# Notebook for data preparation

A.A. 2022-2023 - HUMAN DATA ANALYTICS

Authors:
* Mattia Brocco
* Brenda Eloisa Tellez Juarez

In the following notebook the pipeline for data import, preprocessing and storage (using `.parquet` format) is presented.

In [1]:
from google.colab import drive
drive.mount("/content/drive")

#%cd /content/drive/MyDrive/Environmental-sounds-UNIPD-2022

In [3]:
import os
import sys
import torch
import librosa
import matplotlib
import numpy as np
import pandas as pd
import seaborn as sns
import tensorflow as tf
from librosa import display
from scipy.io import wavfile
from tensorflow import keras
import IPython.display as ipd
import matplotlib.pyplot as plt

from sklearn.metrics import confusion_matrix
from sklearn.metrics import classification_report

import evaluation
import CNN_support as cnns
from gng import GrowingNeuralGas

%load_ext autoreload
%autoreload 2

In [4]:
#reading the csv file
data = pd.read_csv('./data/meta/esc50.csv')
data.head()

Unnamed: 0,filename,fold,target,category,esc10,src_file,take
0,1-100032-A-0.wav,1,0,dog,True,100032,A
1,1-100038-A-14.wav,1,14,chirping_birds,False,100038,A
2,1-100210-A-36.wav,1,36,vacuum_cleaner,False,100210,A
3,1-100210-B-36.wav,1,36,vacuum_cleaner,False,100210,B
4,1-101296-A-19.wav,1,19,thunderstorm,False,101296,A


### 2. Data import & preprocessing
With the aim of replicability, the whole pipeline is implemented with the use of `np.random.seed()`.

In [5]:
# DATA AUGMENTATION

#np.random.seed(42)
#indexed_samples = np.random.choice(X.shape[0], size = 10000, replace = True)
np.random.seed(101)
randn_seeds = np.random.choice(len(data), size = len(data), replace = False)

aug_iterations = 7

new_X = []
#new_X2 = []
new_y = np.zeros(shape = (aug_iterations*len(randn_seeds), 1))

input_length = 220500
row_count = 0
for i in data.index:

    sample, sr_sample = librosa.load("./data/audio/{}".format(data.loc[i, "filename"]),
                                     sr = 44100)
    # Min-max scaler [0, 1]
    sample = (sample - sample.min()) / (sample.max() - sample.min())

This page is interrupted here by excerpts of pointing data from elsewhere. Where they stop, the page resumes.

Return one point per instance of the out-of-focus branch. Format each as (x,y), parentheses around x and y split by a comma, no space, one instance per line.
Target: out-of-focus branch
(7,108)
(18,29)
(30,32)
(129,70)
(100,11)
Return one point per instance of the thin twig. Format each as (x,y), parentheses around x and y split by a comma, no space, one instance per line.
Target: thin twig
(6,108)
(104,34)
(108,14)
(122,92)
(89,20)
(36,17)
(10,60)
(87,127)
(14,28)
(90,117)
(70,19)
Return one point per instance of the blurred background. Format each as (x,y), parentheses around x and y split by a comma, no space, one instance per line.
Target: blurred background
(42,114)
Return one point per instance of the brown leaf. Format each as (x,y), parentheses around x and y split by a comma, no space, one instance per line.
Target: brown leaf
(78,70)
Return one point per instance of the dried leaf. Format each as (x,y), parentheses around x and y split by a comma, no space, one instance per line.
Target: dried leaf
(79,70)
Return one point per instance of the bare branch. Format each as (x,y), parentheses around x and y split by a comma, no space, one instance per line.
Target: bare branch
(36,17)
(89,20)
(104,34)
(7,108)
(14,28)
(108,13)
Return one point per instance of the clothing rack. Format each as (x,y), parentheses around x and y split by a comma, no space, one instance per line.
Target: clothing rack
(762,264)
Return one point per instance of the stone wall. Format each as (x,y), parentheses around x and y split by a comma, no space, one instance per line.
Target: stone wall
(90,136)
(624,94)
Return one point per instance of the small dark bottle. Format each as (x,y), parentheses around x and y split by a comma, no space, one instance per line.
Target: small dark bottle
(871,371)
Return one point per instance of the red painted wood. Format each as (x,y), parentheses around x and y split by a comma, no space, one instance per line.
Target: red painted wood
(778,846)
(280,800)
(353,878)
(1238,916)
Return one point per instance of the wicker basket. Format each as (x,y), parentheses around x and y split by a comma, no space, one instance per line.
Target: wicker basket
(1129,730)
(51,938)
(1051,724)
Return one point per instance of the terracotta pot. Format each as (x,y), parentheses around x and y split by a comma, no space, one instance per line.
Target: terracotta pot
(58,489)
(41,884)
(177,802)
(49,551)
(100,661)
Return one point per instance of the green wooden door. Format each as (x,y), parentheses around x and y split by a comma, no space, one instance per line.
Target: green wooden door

    if len(sample) > input_length:
        sample = sample[:input_length]
    else:
        sample = np.pad(sample, (0, max(0, input_length - len(sample))), "constant")

    for n in range(aug_iterations):
        
        if n == 0:
            # NOISE INJECTION
            np.random.seed(randn_seeds[i])
            noise = np.random.randn(len( sample ))
            augmented_data = (sample + 0.005 * noise)

        elif n == 1:
            # TIME SHIFT: right shift
            augmented_data = np.roll(sample, 22050)

        elif n == 2:
            # PITCH SHIFT: shift down by 3
            augmented_data = librosa.effects.pitch_shift(y = sample, sr = sr_sample,
                                                         n_steps = 3)
        elif n == 3:
            # PITCH SHIFT: shift down by -3
            augmented_data = librosa.effects.pitch_shift(y = sample, sr = sr_sample,
                                                         n_steps = -3)
        elif n == 4:
            # SPEED SHIFT: faster
            augmented_data = librosa.effects.time_stretch(y = sample, rate = 1.25)
            augmented_data = np.append(augmented_data,
                                       np.zeros(shape = len(sample) - len(augmented_data)))
        elif n == 5:
            # SPEED SHIFT: slower (returns longer array)
            augmented_data = librosa.effects.time_stretch(y = sample, rate = 0.8)
            augmented_data = augmented_data[:len(sample)]

        else:
            # KEEP NORMAL SAMPLE
            augmented_data = sample

        new_instance = librosa.feature.mfcc(y = augmented_data, sr = sr_sample,
                                            hop_length = 512, n_mfcc = 60)
        
        """
        For the CNN, the input is composed of three channels
        stacked together as follows (commented lines).
        """
        #new_MFCC = librosa.feature.mfcc(y = augmented_data, sr = sr_sample,
        #                                hop_length = 512, n_mfcc = 60)
        #new_chromagram = librosa.feature.chroma_stft(y = augmented_data, sr = sr_sample,
        #                                             hop_length = 512, win_length = 1024,
        #                                             n_chroma = 60)
        #new_delta = librosa.feature.delta(new_MFCC)
    
        #new_instance = np.dstack((new_MFCC, new_chromagram, new_delta))

    
        new_X += [new_instance]
        #new_X2 += [new_instance2]
        new_y[row_count] = data.loc[i, "target"]
        
        row_count += 1
        
    
new_X = np.array(new_X)
#new_X2 = np.array(new_X2)



In [6]:
new_X.shape, new_y.shape

((14000, 60, 431, 3), (14000, 1))

In [8]:
# Reduce float precision in order to decrease the size of the files
new_X = new_X.astype(np.float32)

In [2]:
def data_to_parquet(arr, name):
    """
    Whether it is for the CNN or the RNN,
    this function provides a flattening of all the 
    dimensions of the array except the first
    (number of samples).
    
    When required, the files are then imported
    via the 'pandas' library and prperly reshaped.
    """
    if len(arr.shape) > 2:
        arr2 = arr.reshape(arr.shape[0], -1)
        arr2 = pd.DataFrame(arr2)
    else:
        arr2 = pd.DataFrame(arr)

    arr2.columns = [str(c) for c in arr2.columns]
    arr2.to_parquet(os.getcwd() + f"/data/{name}.parquet")
    

data_to_parquet(new_X, "X_CNN_60x431x3_7times")
data_to_parquet(new_y, "y_CNN_7times")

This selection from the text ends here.